Approval for Certification of manufacturures

The objective of the approval is to verify that the manufacturer can make and deliver the products that are fulfilling the requirements of our recognised CRS Rules, or international standards and regulations regarding quality identification and documentation.

Approval is a proof that your company provides manufacturing process of high quality and safety standards.
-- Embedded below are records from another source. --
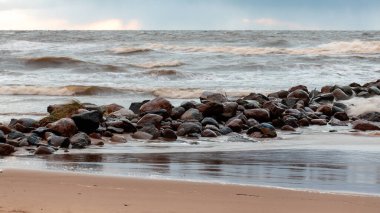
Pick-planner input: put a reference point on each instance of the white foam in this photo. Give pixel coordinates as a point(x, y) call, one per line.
point(332, 48)
point(359, 106)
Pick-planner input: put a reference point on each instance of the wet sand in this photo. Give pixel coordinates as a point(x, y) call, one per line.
point(34, 191)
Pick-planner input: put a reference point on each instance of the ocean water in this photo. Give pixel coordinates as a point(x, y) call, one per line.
point(327, 162)
point(38, 68)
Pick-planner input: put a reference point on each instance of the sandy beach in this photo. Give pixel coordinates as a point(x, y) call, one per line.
point(35, 191)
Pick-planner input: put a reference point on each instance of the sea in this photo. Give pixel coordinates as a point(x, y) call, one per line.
point(40, 68)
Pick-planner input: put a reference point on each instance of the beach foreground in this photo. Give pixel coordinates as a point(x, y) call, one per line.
point(35, 191)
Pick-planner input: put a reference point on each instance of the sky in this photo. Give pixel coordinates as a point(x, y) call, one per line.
point(189, 14)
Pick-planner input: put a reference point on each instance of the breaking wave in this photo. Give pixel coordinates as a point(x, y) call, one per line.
point(77, 90)
point(71, 90)
point(332, 48)
point(152, 65)
point(130, 50)
point(67, 62)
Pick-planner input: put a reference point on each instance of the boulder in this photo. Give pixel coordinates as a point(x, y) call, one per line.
point(6, 149)
point(192, 115)
point(150, 119)
point(118, 139)
point(3, 139)
point(225, 130)
point(304, 122)
point(365, 125)
point(261, 115)
point(208, 133)
point(115, 130)
point(88, 122)
point(156, 105)
point(211, 109)
point(212, 97)
point(299, 87)
point(336, 122)
point(65, 127)
point(152, 130)
point(291, 121)
point(142, 135)
point(177, 112)
point(235, 124)
point(80, 140)
point(40, 131)
point(15, 134)
point(189, 128)
point(320, 122)
point(168, 135)
point(124, 113)
point(299, 94)
point(110, 108)
point(342, 116)
point(229, 109)
point(275, 109)
point(5, 129)
point(58, 141)
point(288, 128)
point(325, 109)
point(265, 130)
point(260, 98)
point(340, 95)
point(209, 121)
point(26, 122)
point(370, 116)
point(44, 150)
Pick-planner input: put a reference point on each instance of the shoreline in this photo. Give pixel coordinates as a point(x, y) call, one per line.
point(191, 181)
point(113, 194)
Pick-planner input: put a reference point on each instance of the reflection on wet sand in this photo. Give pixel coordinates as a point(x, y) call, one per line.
point(317, 169)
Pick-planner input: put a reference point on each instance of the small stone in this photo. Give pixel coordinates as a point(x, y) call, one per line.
point(118, 139)
point(44, 150)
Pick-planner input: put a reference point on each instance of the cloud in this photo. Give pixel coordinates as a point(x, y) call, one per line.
point(273, 23)
point(23, 19)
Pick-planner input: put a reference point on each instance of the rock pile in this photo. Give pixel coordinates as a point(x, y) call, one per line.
point(256, 115)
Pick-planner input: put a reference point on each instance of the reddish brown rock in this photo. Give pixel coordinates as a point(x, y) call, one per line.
point(208, 133)
point(65, 127)
point(211, 109)
point(112, 108)
point(168, 135)
point(299, 95)
point(150, 119)
point(235, 124)
point(212, 97)
point(320, 122)
point(325, 109)
point(288, 128)
point(340, 95)
point(261, 115)
point(365, 125)
point(156, 105)
point(6, 149)
point(192, 115)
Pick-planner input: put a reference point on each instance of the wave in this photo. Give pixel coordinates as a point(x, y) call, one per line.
point(71, 90)
point(357, 106)
point(67, 62)
point(332, 48)
point(51, 61)
point(78, 90)
point(130, 50)
point(152, 65)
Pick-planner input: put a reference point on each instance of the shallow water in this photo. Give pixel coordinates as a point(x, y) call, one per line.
point(38, 68)
point(330, 162)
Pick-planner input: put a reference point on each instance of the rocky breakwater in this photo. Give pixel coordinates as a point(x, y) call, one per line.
point(79, 125)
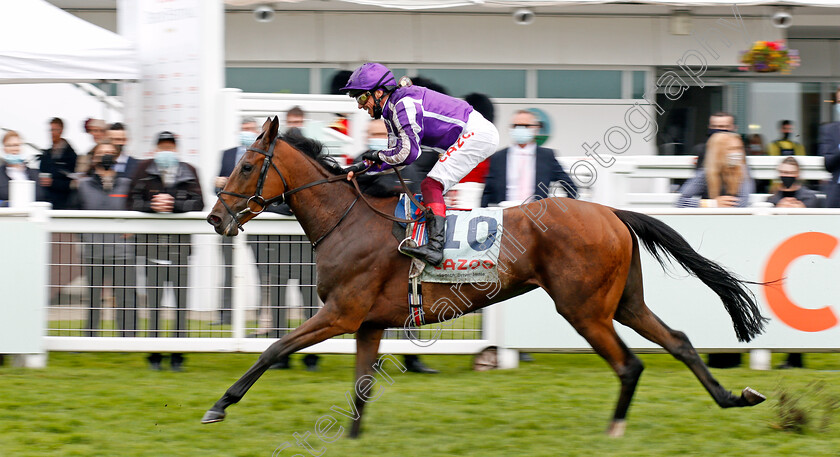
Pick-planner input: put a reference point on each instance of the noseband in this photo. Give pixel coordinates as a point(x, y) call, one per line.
point(257, 197)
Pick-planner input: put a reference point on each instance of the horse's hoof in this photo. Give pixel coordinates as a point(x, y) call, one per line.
point(213, 416)
point(616, 428)
point(752, 397)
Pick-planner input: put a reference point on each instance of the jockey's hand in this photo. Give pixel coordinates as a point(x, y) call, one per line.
point(372, 157)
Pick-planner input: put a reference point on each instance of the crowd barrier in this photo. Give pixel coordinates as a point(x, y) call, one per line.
point(47, 273)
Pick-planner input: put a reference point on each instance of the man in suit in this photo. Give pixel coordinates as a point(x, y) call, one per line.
point(524, 171)
point(830, 149)
point(58, 163)
point(126, 164)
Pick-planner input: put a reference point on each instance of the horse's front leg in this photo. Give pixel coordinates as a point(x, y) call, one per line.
point(367, 348)
point(327, 323)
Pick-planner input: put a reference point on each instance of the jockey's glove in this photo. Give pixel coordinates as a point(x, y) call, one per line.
point(372, 155)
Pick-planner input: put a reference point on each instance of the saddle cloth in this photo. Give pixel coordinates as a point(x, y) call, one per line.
point(473, 241)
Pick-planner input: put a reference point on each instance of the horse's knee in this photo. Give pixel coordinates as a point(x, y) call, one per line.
point(683, 350)
point(632, 370)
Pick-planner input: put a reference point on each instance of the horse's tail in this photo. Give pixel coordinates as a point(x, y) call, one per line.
point(737, 298)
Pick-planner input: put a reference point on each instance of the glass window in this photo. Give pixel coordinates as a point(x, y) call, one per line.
point(579, 84)
point(268, 80)
point(493, 83)
point(639, 84)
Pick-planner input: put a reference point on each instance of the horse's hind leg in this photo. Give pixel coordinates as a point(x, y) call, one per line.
point(605, 341)
point(367, 347)
point(324, 325)
point(633, 313)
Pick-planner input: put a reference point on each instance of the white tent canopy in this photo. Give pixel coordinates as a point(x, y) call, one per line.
point(42, 43)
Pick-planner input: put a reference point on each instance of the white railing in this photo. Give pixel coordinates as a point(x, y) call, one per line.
point(71, 327)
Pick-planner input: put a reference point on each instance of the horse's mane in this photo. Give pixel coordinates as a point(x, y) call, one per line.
point(314, 149)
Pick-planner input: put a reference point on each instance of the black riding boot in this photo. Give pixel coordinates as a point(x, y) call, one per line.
point(431, 252)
It is carried out in accordance with CRS " Rules for the classification of ships, Part 1 – General requirements, Chapter 4 – 1. Approval of manufacturers”.
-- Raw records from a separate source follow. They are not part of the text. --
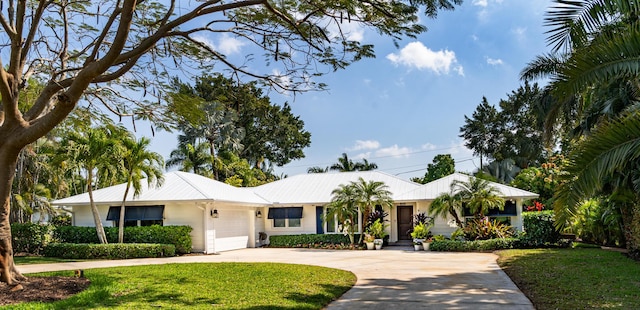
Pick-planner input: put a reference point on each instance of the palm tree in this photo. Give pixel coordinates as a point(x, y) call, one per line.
point(317, 169)
point(91, 151)
point(370, 194)
point(138, 163)
point(597, 76)
point(344, 208)
point(479, 195)
point(365, 165)
point(447, 204)
point(191, 157)
point(344, 164)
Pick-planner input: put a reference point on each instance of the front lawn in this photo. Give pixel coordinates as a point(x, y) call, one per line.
point(206, 286)
point(581, 278)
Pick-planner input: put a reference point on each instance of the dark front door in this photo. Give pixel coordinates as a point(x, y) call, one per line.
point(319, 221)
point(405, 222)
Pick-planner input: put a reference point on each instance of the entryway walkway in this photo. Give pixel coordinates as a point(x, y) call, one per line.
point(392, 278)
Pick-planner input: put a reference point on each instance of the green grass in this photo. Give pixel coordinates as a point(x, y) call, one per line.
point(207, 285)
point(31, 260)
point(580, 278)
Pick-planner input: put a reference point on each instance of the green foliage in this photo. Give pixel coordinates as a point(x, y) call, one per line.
point(29, 237)
point(580, 278)
point(474, 246)
point(378, 229)
point(190, 286)
point(484, 229)
point(179, 236)
point(539, 229)
point(109, 251)
point(598, 221)
point(420, 231)
point(307, 240)
point(61, 220)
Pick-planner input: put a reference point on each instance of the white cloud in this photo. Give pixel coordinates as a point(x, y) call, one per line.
point(416, 55)
point(482, 3)
point(393, 151)
point(229, 45)
point(494, 62)
point(429, 147)
point(226, 44)
point(365, 145)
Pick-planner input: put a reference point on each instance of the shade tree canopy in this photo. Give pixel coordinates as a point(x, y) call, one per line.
point(98, 54)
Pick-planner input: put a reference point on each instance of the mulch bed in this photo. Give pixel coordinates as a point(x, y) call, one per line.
point(44, 289)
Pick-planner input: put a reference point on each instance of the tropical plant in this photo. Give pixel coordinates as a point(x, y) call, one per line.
point(370, 194)
point(344, 208)
point(122, 62)
point(138, 163)
point(96, 153)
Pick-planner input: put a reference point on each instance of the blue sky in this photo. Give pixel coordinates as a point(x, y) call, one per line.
point(404, 107)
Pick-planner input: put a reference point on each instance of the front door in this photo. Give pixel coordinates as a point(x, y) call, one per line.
point(405, 222)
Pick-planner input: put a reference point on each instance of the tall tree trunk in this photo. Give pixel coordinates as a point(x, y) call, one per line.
point(631, 226)
point(94, 210)
point(8, 272)
point(122, 210)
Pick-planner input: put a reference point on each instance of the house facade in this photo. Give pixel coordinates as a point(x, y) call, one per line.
point(224, 217)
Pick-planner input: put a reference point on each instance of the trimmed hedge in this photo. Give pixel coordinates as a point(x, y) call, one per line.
point(307, 240)
point(109, 251)
point(475, 246)
point(179, 236)
point(539, 229)
point(29, 237)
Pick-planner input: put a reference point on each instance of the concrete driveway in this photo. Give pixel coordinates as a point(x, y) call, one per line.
point(393, 278)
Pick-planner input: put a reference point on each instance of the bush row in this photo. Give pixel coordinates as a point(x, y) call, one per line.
point(30, 237)
point(539, 229)
point(475, 246)
point(179, 236)
point(308, 240)
point(109, 251)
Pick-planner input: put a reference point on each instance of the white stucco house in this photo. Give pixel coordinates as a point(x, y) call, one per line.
point(224, 217)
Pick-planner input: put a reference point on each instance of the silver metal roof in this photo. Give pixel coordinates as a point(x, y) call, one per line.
point(435, 188)
point(316, 188)
point(177, 186)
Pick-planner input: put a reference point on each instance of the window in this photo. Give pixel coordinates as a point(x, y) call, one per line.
point(286, 217)
point(137, 216)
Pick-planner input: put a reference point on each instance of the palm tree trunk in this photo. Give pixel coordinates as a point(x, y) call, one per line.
point(8, 272)
point(122, 209)
point(631, 226)
point(102, 237)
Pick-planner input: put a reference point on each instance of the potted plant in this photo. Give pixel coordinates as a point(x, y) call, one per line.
point(378, 230)
point(419, 234)
point(369, 241)
point(378, 244)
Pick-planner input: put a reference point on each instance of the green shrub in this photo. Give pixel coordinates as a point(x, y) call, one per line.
point(308, 240)
point(109, 251)
point(484, 229)
point(179, 236)
point(29, 237)
point(539, 229)
point(475, 246)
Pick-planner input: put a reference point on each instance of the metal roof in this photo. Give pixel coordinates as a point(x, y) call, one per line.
point(316, 188)
point(177, 186)
point(313, 188)
point(435, 188)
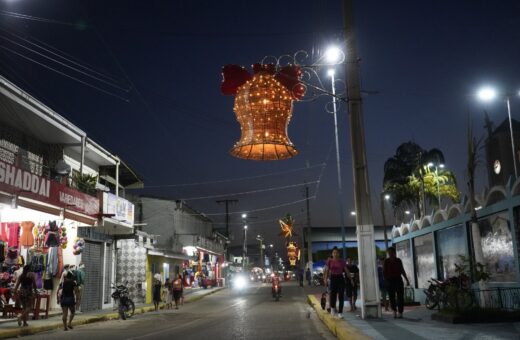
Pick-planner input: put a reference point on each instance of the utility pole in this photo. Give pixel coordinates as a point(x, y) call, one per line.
point(227, 202)
point(371, 307)
point(309, 232)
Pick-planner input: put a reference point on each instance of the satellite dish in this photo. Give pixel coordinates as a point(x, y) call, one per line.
point(62, 168)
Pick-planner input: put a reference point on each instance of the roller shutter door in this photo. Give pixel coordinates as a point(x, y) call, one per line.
point(92, 257)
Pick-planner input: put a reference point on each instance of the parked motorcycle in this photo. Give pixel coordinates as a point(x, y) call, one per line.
point(126, 306)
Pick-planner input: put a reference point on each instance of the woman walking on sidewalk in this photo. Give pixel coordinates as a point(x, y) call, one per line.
point(25, 290)
point(393, 270)
point(69, 290)
point(335, 269)
point(156, 291)
point(177, 290)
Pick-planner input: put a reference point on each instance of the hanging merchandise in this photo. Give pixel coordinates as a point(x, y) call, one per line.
point(52, 261)
point(3, 234)
point(52, 237)
point(14, 234)
point(39, 235)
point(62, 231)
point(78, 246)
point(263, 108)
point(27, 239)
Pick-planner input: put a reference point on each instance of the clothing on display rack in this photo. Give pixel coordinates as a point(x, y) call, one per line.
point(3, 234)
point(27, 239)
point(52, 261)
point(14, 234)
point(52, 238)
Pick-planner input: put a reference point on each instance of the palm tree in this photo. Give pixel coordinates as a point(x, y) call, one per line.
point(409, 179)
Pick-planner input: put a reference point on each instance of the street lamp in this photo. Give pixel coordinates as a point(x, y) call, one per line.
point(334, 55)
point(488, 94)
point(261, 239)
point(437, 179)
point(331, 74)
point(244, 250)
point(384, 197)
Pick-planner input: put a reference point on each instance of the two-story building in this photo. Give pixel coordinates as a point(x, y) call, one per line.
point(59, 198)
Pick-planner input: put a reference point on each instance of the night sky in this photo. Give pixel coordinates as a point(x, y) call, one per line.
point(161, 110)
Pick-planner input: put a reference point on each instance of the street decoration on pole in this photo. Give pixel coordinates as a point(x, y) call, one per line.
point(263, 108)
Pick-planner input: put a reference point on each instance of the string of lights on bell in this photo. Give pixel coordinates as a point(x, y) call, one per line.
point(263, 109)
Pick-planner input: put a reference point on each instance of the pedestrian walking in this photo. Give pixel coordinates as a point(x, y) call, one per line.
point(308, 276)
point(382, 283)
point(25, 291)
point(177, 290)
point(69, 291)
point(352, 284)
point(336, 267)
point(169, 293)
point(156, 291)
point(393, 272)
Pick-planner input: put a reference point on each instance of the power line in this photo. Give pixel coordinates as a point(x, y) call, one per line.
point(230, 179)
point(247, 192)
point(66, 75)
point(65, 65)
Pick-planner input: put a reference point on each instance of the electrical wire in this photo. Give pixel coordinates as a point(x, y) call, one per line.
point(59, 53)
point(65, 65)
point(65, 75)
point(33, 18)
point(247, 192)
point(230, 179)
Manufacturer’s approval is a preliminary step for relevant product certification.

Approval of manufacturer is applicable, but not limited, to manufacturers of the products such as:

  1. Rolled steel products:
    1.  normal strength, high strength and extra high strength structural steel of normal and improved weldability,
    2. boiler and pressure vessel steel,
    3. steel for low temperature service,
    4. alloy steel including stainless steel,
    5. clad steel.
  2. Welded steel sections for hull construction and low temperature service;
  3. Steel forgings;
  4. Castings (steel, iron and copper alloy);
  5. Tubes and pipes;
  6. Semi-products for rolled steel products, steel forgings and steel tubes and pipes;
  7. Bars for chain cables;
  8. Chain cables and accessories for ship anchor chain;
  9. Steel wire rope;
  10. Wrought aluminium alloys;
  11. Aluminium/steel transition inserts;
  12. Pressure vessels manufactured by welding;
  13. Synthetic ropes;
  14. Components and products of synthetic materials, and other organic origin materials;
  15. Components and non-metallic products of non-organic origin;
  16. Protective coatings and other anticorrosive means.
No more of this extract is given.